Quelques heures plus tard, en sécurité chez ses parents, il allume la télévision et reste scotché devant l’horreur.  « J’ai suivi les infos en continu. Parce qu’il y a aussi une attaque dans le métro et parce que je voulais savoir où avaient explosé les bombes. Ça m’a permis de relativiser. C’est terrible mais ça arrive aussi à d’autres gens. »

« Aucune norme de sécurité n’a permis d’empêcher ça. On voit certaines personnes s’emballer sur les plateaux, à tort ou à raison je n’en sais rien. C’est vrai que hier ça me fatiguait peut-être un peu plus. Ça m’a permis de relativiser. C’est terrible mais ça arrive aussi à d’autres gens », poursuit-il.
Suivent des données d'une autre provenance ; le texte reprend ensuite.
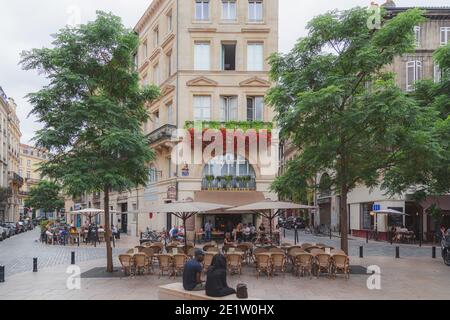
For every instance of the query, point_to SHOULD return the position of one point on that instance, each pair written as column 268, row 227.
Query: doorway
column 124, row 217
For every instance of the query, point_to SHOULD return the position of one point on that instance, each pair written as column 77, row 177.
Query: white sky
column 27, row 24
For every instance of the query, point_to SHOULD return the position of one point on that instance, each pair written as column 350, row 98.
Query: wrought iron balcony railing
column 223, row 183
column 162, row 133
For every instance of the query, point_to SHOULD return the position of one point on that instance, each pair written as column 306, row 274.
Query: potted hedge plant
column 229, row 181
column 210, row 179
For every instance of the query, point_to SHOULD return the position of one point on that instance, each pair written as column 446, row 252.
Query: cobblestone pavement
column 373, row 248
column 17, row 253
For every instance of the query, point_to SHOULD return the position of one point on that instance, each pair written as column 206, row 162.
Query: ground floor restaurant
column 417, row 221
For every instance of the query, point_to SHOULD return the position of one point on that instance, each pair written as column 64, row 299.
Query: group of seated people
column 216, row 277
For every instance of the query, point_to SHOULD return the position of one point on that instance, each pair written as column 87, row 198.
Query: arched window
column 229, row 165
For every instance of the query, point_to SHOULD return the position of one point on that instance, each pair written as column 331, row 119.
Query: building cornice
column 148, row 14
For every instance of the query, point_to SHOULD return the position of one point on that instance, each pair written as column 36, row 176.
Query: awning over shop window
column 231, row 198
column 442, row 202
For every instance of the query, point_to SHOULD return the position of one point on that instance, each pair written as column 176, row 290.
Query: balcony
column 230, row 183
column 16, row 179
column 161, row 134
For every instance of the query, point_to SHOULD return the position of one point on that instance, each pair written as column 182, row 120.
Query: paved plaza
column 414, row 276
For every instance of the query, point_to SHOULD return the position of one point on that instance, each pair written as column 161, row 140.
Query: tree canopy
column 46, row 196
column 92, row 110
column 338, row 104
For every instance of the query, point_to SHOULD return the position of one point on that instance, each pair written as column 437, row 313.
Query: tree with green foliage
column 92, row 110
column 46, row 196
column 339, row 106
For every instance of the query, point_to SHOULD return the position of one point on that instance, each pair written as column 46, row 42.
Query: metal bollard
column 2, row 274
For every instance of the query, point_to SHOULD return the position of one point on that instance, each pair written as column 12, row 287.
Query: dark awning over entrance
column 231, row 198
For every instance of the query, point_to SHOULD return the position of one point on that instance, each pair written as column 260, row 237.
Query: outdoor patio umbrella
column 88, row 212
column 270, row 209
column 187, row 209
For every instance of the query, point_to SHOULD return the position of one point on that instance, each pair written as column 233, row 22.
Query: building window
column 169, row 22
column 445, row 35
column 367, row 220
column 202, row 57
column 202, row 108
column 255, row 57
column 255, row 10
column 417, row 35
column 228, row 108
column 202, row 10
column 170, row 113
column 255, row 109
column 228, row 56
column 229, row 9
column 413, row 74
column 169, row 64
column 156, row 120
column 169, row 167
column 156, row 78
column 152, row 175
column 156, row 37
column 145, row 50
column 437, row 73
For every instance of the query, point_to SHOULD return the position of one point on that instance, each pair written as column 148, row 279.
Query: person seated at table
column 246, row 232
column 193, row 271
column 227, row 240
column 216, row 281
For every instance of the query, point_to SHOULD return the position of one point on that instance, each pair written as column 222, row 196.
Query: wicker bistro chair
column 263, row 264
column 245, row 249
column 179, row 261
column 165, row 264
column 303, row 263
column 127, row 262
column 191, row 252
column 340, row 263
column 150, row 252
column 142, row 263
column 323, row 263
column 213, row 250
column 278, row 262
column 208, row 260
column 234, row 263
column 292, row 252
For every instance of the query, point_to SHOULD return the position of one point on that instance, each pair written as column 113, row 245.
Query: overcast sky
column 26, row 24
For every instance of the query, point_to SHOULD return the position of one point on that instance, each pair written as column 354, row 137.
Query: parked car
column 3, row 233
column 10, row 227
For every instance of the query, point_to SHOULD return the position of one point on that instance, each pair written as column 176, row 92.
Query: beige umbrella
column 270, row 209
column 187, row 209
column 88, row 212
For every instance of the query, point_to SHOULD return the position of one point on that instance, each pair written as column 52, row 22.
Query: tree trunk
column 109, row 261
column 344, row 220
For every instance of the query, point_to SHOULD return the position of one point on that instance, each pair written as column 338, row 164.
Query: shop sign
column 172, row 193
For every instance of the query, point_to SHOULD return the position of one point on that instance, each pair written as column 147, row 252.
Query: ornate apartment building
column 430, row 35
column 29, row 159
column 209, row 58
column 10, row 180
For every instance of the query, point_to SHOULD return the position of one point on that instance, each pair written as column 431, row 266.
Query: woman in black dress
column 216, row 281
Mais Olivier ne se sent pas représenté dans les discours qui se succèdent après les attentats. « Le discours du Premier ministre et de sa majesté le Roi étaient bien et je comprends tout à fait qu’il faut soutenir les blessés et les familles endeuillées. Mais moi qui fait partie des gens qui sont sortis indemnes, je ne me suis pas senti représenté. Je suis un chanceux mais c’est le sentiment que j’ai eu. Je me suis dit: ah donc j’aurais du être au moins blessé! J’estime que j’ai tout fait pour sortir mes marrons du feu. Je ne me sens pas reconnu dans ce qu’eux appellent les victimes. »

Le jour d’après

Après  une bonne et longue nuit de sommeil, les souvenirs refont surface: « Tout est revenu. La scène, mes choix, les déplacements. Sans terreur. » Et sans colère: « Je sais qu’il y a un combat par rapport à ce qui nous arrive et je pense vraiment à ceux qui sont morts, qui ont été gravement blessés. Mais je ne partirai pas en guerre et je ne ferai pas d’amalgames. »

De sa propre initiative, il entreprend une démarche thérapeutique: « Pour le moment je le vis bien mais je ne veux pas que ça fasse un effet élastique et commencer à paniquer plus tard. Je n’ai pas envie de paniquer dans les aéroports, en prenant l’avion. J’ai envie de rester confiant dans ce qui nous arrive.« 

Heureux d’être en vie, il préfère rester positif et confiant en l’avenir: « Je suis chanceux et comme rempli d’amour et de l’importance de pouvoir dire aux gens qu’on les aime. De l’importance de pouvoir être le plus agréable possible avec les gens, de ne pas perdre de temps quand ce n’est pas nécessaire à être agressif.